Besides that, are there any additional steps my driver should perform in order to support this?
Regarding the cl_bus_address_amd structure, I meant to say that you should use physical bus address of the buffer, not any mapped user space pointer/address as described here: DirectGMA between a FPGA and GPU . From your last reply, it seems you've already used the physical bus address to set the structure.
Adding dmitryk, who is an expert in this domain, if he can provide any suggestion.
As long as the remote buffer is created using the physical address of the buffer on your FPGA you should be fine.
Don't forget we also need the marker address.
The allocation can fail if the size of your buffer is bigger than the aperture you have.
Also we do lazy allocation, so during clCreateBuffer we don't really allocate anything.
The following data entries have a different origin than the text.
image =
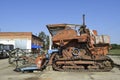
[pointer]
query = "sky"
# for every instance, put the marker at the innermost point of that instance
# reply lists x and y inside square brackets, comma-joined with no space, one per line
[34,15]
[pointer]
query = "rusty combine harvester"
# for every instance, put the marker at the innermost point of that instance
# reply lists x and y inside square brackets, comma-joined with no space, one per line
[76,48]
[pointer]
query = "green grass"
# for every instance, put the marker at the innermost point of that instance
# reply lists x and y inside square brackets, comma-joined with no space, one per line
[114,51]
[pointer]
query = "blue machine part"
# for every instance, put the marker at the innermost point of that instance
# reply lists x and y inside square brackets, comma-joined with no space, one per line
[50,52]
[53,50]
[35,46]
[29,68]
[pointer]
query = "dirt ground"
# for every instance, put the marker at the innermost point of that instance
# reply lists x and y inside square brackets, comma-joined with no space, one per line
[7,73]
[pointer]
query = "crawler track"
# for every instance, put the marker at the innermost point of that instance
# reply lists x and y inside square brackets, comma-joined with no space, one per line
[83,65]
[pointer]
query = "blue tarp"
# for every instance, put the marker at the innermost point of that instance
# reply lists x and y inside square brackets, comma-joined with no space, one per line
[35,46]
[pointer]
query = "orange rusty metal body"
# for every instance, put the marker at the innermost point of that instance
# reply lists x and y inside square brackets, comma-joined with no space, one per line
[67,36]
[78,48]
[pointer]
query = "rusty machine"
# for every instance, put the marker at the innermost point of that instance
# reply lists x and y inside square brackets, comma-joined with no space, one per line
[76,48]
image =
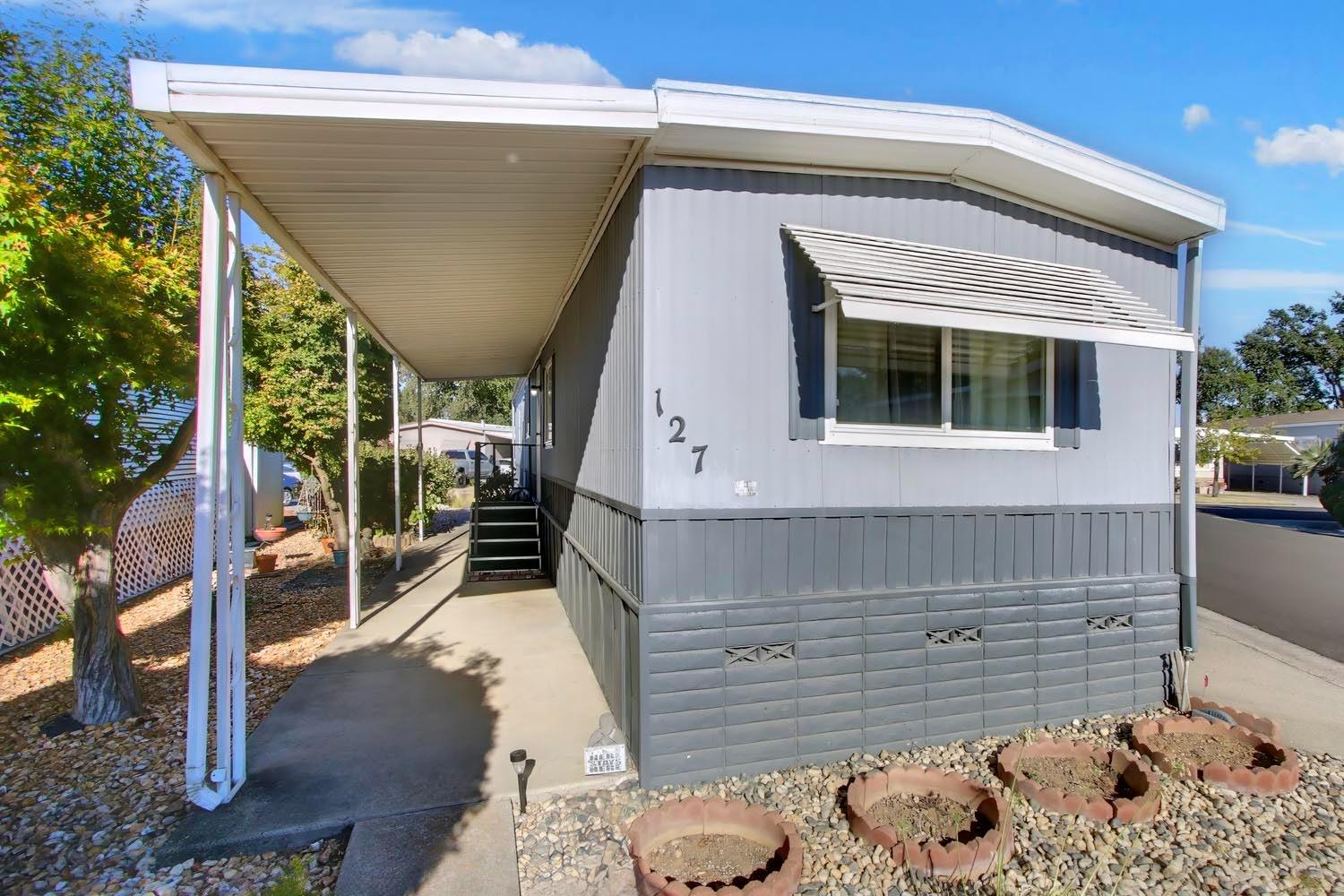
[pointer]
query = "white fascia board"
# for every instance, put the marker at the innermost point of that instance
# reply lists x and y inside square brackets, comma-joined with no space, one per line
[965,319]
[148,94]
[688,107]
[226,90]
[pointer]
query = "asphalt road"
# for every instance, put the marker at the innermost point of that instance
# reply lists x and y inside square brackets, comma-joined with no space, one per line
[1277,570]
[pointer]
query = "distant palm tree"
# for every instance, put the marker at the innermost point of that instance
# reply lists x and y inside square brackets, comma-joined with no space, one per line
[1314,460]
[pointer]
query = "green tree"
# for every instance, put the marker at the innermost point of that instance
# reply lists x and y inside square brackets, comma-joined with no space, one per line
[1226,387]
[295,375]
[97,323]
[1296,358]
[486,400]
[1327,461]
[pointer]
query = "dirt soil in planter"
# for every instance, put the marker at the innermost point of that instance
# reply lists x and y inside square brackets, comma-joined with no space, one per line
[707,858]
[1202,750]
[927,817]
[1077,775]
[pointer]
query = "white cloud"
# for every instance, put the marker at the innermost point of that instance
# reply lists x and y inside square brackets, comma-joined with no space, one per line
[1266,279]
[1265,230]
[287,16]
[1316,144]
[470,53]
[1195,116]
So not surprised it fails during the migrate or copy call
Thanks for the reply,
It seems to me I follow the requirement, yet it just does not work. Just to be sure I don't miss anything, I have a few further questions.
1. How can the allocation possibly fail?
My understanding is that CL_MEM_EXTERNAL_PHYSICAL_AMD implies that the buffer has already been allocated externally by the FPGA device. What additional stages can the AMD driver do?
2. How can the AMD driver validates the supplied buffer address supplied by the application? Does my FPGA driver has to somehow communicate with the AMD driver? In my case, my driver does nothing other than mapping the FPGA DDR memory to a BAR and exposing the physical address.
3. Does the "aperture" has a certain minimal size? This is the last thing I can think of that might be responsible for the failure.
The hardware I currently use exposes a relatively small memory range (8 PAGES, to be exact) and will only support larger buffers in the future.